In other innovations news this morning:
1) Exit the troops, enter the drones
President Obama’s war strategy is going to change, and it will not entail sending more troops into Afghanistan’s eastern region, which Wired’s Spencer Ackerman describes, aptly, as “buck-wild.” Ackerman writes:
Here’s what the war’s going to look like instead from July 2011 to 2014, when the Afghans are supposed to take over combat: drones, drones, training Afghans, commando raids, and drones. The military build on its momentum in the southern provinces of Helmand and Kandahar, Obama aides say. But outside of that, this is going to be a counterterrorism strategy — with a lot of troops.
2) The economic recovery is slowing
If you haven’t heard, the news is not good for the economic recovery. The Post’s Neil Irwin reports that Federal Reserve Chairman Ben S. Bernanke is backing away from his earlier assessment that the slowdown was temporary. The Fed released a report projecting weaker growth in both 2011 and 2012. (The Washington Post)
3) Bad news for Google in Russia
Russian search giant Rambler and online media behemoth Yandex are joining forces to offer search and advertising services. Why is this bad for Google, you ask? For a search giant that dominates in the U.S., Google’s search market share is well below 50 percent in Russia. Now, the stakes just got much higher. (TechCrunch)

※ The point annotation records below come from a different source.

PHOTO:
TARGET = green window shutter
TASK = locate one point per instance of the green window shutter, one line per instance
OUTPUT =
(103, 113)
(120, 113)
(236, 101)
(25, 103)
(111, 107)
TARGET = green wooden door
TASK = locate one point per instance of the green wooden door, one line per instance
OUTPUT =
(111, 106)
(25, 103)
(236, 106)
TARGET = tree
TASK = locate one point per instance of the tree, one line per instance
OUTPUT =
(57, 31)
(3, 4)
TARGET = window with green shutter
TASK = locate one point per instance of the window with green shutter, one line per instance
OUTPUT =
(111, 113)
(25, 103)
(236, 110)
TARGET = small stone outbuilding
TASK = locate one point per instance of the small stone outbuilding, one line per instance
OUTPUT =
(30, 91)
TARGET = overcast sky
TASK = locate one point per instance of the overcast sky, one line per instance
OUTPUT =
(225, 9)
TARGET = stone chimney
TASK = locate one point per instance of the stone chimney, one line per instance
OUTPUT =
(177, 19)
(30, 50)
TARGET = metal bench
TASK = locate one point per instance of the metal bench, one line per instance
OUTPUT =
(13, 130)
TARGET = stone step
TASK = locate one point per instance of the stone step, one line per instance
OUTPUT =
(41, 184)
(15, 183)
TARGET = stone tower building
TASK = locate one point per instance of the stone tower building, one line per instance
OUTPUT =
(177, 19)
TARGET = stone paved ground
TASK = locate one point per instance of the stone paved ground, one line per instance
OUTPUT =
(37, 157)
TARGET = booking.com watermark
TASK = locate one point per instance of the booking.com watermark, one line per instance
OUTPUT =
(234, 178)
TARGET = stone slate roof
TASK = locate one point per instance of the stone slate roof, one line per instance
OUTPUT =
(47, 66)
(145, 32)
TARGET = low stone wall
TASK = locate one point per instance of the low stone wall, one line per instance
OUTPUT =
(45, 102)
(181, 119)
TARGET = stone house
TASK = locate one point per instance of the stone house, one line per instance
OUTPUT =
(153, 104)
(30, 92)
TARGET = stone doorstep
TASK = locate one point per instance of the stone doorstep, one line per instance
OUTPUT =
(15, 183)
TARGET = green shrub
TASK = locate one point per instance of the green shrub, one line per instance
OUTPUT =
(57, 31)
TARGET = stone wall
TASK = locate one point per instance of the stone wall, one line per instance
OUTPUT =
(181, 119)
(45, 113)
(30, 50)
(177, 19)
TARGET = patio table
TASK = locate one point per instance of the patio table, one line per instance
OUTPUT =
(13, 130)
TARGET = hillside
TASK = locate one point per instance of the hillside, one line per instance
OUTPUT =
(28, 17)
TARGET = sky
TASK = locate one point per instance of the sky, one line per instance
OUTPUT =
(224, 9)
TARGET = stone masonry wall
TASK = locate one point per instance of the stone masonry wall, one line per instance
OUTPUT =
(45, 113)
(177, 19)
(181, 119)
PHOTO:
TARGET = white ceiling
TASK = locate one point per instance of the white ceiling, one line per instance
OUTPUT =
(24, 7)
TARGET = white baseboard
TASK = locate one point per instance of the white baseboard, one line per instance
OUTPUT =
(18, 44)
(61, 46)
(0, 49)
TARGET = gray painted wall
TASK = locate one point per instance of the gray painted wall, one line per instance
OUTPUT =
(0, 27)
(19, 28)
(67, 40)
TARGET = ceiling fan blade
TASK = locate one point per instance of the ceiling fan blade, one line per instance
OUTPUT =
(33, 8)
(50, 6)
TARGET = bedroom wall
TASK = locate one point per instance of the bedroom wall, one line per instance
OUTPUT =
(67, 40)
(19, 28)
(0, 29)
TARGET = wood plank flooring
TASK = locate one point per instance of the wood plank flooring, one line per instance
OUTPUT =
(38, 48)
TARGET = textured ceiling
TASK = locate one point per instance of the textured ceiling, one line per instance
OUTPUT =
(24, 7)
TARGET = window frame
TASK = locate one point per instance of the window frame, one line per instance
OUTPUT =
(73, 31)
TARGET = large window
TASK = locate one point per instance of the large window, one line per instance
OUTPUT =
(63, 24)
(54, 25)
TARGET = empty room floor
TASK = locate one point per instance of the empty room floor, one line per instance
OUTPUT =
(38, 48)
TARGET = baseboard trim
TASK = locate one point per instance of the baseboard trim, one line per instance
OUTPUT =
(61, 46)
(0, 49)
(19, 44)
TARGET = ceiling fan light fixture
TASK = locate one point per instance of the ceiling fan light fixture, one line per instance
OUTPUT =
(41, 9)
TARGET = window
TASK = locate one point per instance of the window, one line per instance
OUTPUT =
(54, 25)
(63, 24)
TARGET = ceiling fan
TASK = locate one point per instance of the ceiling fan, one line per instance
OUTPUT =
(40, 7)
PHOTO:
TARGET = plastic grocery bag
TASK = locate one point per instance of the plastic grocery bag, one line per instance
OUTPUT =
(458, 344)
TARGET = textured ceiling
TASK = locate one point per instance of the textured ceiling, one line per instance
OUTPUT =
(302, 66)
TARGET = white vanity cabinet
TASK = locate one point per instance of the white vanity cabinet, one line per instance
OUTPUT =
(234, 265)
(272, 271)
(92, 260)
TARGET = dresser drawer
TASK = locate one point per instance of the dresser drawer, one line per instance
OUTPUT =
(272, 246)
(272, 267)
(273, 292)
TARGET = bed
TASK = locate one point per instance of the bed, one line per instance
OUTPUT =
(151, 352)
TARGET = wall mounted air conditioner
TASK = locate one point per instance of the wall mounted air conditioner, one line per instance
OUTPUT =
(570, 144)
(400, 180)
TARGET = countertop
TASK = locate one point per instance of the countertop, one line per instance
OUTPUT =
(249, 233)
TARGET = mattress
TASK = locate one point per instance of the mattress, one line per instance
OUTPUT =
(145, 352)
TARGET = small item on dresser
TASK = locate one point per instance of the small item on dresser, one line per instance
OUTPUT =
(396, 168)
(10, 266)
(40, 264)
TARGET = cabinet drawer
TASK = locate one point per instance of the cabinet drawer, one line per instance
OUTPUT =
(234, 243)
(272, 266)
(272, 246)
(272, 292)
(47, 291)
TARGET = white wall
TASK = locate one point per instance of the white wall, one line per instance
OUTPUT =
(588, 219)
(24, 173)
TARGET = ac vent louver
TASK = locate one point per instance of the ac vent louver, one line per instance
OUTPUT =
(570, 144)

4) Inside Higher Ed: We won’t predict the next education revolution
Higher Ed’s Joshua Kim says he knows two things. One: The revolution in Higher Ed is coming. And two: He’s not going to predict how it will unfold. Kim goes on to cite three important trends that the education industry failed to predict as proof that crystal-ball reading is not easily done on this score. (Inside Higher Ed)
5) Microsoft: The Sony hack did us no favors
Sometimes it’s not a good thing when your competition is dealt a serious blow. Take the case of Xbox maker Microsoft and rival PlayStation manufacturer Sony. Sony was left reeling from the breach of 1 million users’ personal records. Denis Durkin, chief operating officer and chief financial officer of Microsoft’s Interactive Entertainment Business told IndustryGamers:
“It’s bad for the industry that this has happened to Sony. It’s very, very bad. It’s very damaging. So we don’t wish that upon anybody and you’ve seen we’ve been actually pretty quiet on the subject because we don’t want to appear to even be looking to be taking advantage of somebody else’s situation like that. That’s just not in our DNA,” he said.